I always love returning to Barbara Hambly's Benjamin January novels. Not because Ben's New Orleans is such a great or grand place. Grand it might be, but Ben is only allowed into those places through the servants door, and he must learn to take his place among the "colored" that most people in New Orleans regard as little better than trash. In short, unless your skin is white, you are constantly in danger. Even if you have papers which proclaim your freedom, they can be torn up and you can be re-enslaved at any time, especially when most of the police are corrupt.

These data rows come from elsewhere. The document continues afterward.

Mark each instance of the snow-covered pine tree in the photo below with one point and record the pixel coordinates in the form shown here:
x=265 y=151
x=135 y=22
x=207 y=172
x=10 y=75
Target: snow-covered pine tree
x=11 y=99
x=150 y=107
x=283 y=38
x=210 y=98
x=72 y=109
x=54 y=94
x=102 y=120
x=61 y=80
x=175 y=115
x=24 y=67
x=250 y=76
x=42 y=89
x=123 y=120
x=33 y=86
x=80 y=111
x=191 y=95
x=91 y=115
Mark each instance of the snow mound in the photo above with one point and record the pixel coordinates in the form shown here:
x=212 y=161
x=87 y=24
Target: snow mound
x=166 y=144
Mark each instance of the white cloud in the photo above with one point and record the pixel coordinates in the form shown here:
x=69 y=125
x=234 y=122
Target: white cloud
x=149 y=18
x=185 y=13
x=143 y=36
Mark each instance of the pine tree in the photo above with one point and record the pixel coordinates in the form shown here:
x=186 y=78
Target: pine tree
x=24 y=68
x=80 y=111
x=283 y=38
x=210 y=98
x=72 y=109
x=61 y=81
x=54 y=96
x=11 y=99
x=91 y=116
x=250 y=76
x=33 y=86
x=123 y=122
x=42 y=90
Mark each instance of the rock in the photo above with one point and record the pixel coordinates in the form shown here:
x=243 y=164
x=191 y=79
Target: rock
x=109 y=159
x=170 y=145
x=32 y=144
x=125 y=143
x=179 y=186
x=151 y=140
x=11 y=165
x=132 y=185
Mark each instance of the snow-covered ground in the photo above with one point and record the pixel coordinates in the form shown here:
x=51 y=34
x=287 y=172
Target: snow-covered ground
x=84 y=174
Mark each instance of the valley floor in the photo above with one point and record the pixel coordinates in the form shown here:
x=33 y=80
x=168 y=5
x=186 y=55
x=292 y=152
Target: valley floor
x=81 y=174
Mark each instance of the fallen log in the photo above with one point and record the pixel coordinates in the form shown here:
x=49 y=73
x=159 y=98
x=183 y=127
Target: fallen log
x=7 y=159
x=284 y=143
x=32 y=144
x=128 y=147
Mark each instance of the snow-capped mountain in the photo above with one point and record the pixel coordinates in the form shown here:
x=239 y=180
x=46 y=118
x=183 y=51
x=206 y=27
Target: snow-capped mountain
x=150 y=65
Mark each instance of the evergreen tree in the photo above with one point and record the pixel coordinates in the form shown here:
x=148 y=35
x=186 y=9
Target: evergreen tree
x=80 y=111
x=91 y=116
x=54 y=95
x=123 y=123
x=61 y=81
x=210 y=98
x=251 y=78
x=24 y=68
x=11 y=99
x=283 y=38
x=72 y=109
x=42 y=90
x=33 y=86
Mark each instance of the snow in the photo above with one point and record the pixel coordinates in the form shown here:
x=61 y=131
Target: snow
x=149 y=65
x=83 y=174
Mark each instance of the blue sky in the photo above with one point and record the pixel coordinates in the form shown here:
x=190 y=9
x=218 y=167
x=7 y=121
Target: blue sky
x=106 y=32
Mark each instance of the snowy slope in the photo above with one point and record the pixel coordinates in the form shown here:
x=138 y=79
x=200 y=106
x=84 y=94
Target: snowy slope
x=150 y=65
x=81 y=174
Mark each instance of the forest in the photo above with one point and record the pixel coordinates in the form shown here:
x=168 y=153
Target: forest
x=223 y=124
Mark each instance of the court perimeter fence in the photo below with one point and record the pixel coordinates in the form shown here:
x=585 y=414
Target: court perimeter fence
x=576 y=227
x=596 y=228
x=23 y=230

It's not a comfortable place to be, by any means, even for white folks. It's still subject to seasonal flooding and rampant disease, like yellow fever and cholera. At any time, fresh outbreaks can mean a flood of deaths, all of whom must be buried above the ground in mausoleums because of the high water table. And flies and all sorts of bugs and other vermin abound. So no matter who you are, most life here is not comfortable and not pretty. And as bad as the Creoles are, the Americans behavior towards slaves are even worse. At least the Creoles treat their slaves as well as they do their livestock. For the Americans... not even that well.

That's why it's never comfortable to read these books. But while comfort may be lacking, thousands of people did live in New Orleans back then, and their lives are fascinating. white, black and mixed among them. We finally get to see how Europeans react to the racism of American and those living in New Orleans, which had only been part of the United States for about 30 years at this point. And the British people in this book (because these people come from Ireland as well as England) seem to have absorbed the dominant American attitudes towards Blacks, which was kind of disappointing, considering how well Hannibal and Benjamin get on.

But considering that the two men are equally adept at making music, and that Hannibal is dying of tuberculosis and Benjamin is a doctor, perhaps there is more to explain their friendship. In any case, this was an excellent mystery and a look at life in New Orleans in the late 1830's. The characters seem real, alive and are very much of their time and place. Each book lays bare more and more of New Orleans society, both at the high and low ends, and in that peculiar place that quadroons and Octoroons seem to occupy- a place neither high nor low, sort of like the Demimondaine in France.

Incidentally, the word Quadroon means 1/4 black. People back then parsed degree of "blackness" to an amazing and often insane degree, borne out that there are words for people who are partly black. A mulatto was half black, quadroon a 1/4, Octoroon 1/8, Mustee (which is rarely seen, but obviously, the word exists) 1/16 and a mustefino was 1/32. How insane does racism have to get before you have specific terms for someone who is 1/32 black?

Reading this book makes me a little angry at how Benjamin and his wife, Rose, are treated. (His mother is a quadroon and the mistress of a white man.) But on the other hand, I am drawn back to this series by just those things, and how different they are from how things are today. I highly recommend not only this book, but this entire series.